Quando seu contrato com o Barcelona terminou e nenhuma renovação foi oferecida, o lateral Daniel Alves trocou o ar espanhol pelo italiano e chegou na Juventus sob uma atmosfera de fim de carreira. Recuperando o ótimo futebol que o colocou como um dos melhores da posição, o brasileiro calou os críticos e, através de um texto, contou mais sobre sua relação com o clube catalão e sobre sua história no futebol.
“Fui desrespeitado pela cúpula dos dirigentes quando eu saí do clube no verão passado? Certamente que sim. Mas não é possível jogar por um clube ao longo de oito anos, e alcançar tudo o que nós alcançamos, e não ter esse mesmo clube no coração para sempre. Dirigentes, jogadores e membros do conselho vêm e vão. Mas o Barça nunca vai desaparecer”, afirma Alves no texto “O Segredo”, publicado no site The Players Tribune, criado para jogadores de diversas modalidades se expressarem.
Dani está na expectativa em mais uma final de Champions (Foto: Marco BERTORELLO/AFP)
Depois de oito anos e dezenas de títulos no Barcelona, o lateral recuperou a boa forma na Juventus e, inclusive, eliminou seu ex-clube nas quartas de final da Liga dos Campeões. "Quando eu fui para a Juventus, eu fiz uma promessa final para a cúpula do Barcelona. Eu disse, ‘Vocês vão sentir saudades de mim’. O que quis dizer foi que eles iriam sentir saudade do meu espírito, de alguém que prezava tanto pelo ambiente e pelo clube”, acrescentou.

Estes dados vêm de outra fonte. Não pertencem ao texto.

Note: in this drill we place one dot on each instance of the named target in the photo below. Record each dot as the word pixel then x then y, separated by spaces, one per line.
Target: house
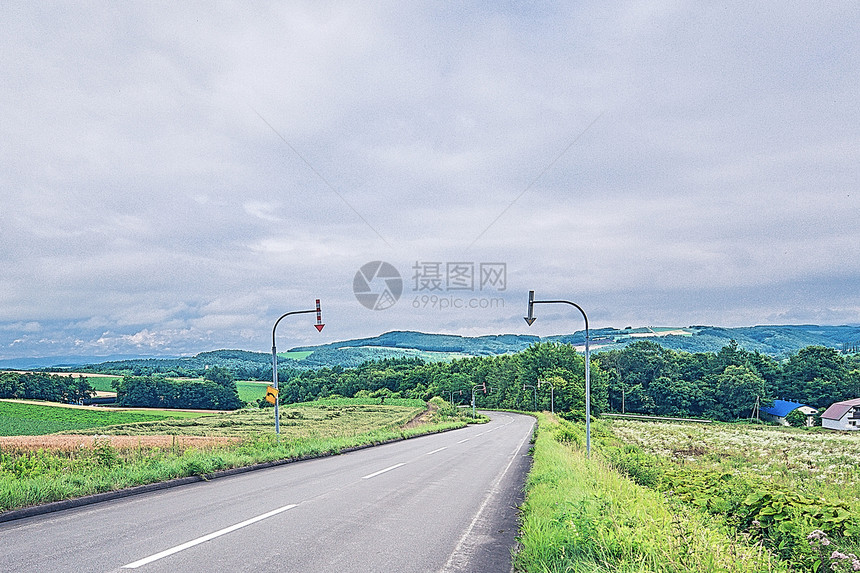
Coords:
pixel 842 415
pixel 781 409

Exaltando a genialidade do técnico Pep Guardiola, o lateral revelou que vibrou muito com a virada histórica do Barcelona sobre o PSG e que quase chorou ao abraçar seu amigo Neymar após a eliminação do clube espanhol contra a Juve. Relembrando o passado, Alves também pontuou os elencos com que jogou.
“Aqueles times do Barça eram quase imbatíveis. Nós jogávamos de memória. Nós já sabíamos o que nós iríamos fazer. Nós não tínhamos que pensar. É por isso que, até hoje, o Barça está no meu coração”, admitiu o jogador da Juve.
Sem deixar de elogiar sua equipe, Alves comparou o estilo “genial” do time culé com a postura coletiva da Vecchia Signora. “Na Juve, é diferente. É a mentalidade coletiva que nos levou até a final (...). Quando o apito soar, nós simplesmente daremos um jeito de ganhar não importa a dificuldade. Ganhar não é apenas um objetivo para a Juve; é uma obsessão. Não há desculpas”, escreveu.
Jogando ao lado de craques como Buffon, Chiellini, Bonucci e Higuaín, o brasileiro destacou, ainda, o jovem argentino Paolo Dybala, comparando-o com Lionel Messi. “Um dia, no treinamento, eu vi uma coisa no Dybala que eu vi no Messi. Não é apenas o dom do puro talento. Eu tenho visto isso muitas vezes na minha vida. É o dom do puro talento combinado com a vontade de conquistar o mundo”, completou.
Em um longo e bem escrito texto, o lateral de 34 anos detalhou sua história, desde os tempos de Juazeiro, sua cidade natal, em que ajudava o pai nos serviços na fazenda, até a transferência para o Sevilla sem ao menos saber de que país a equipe era. Por fim, Dani aumentou a expectativa para a conquista de seu 35º título na carreira, entrando cada vez mais na história do futebol mundial.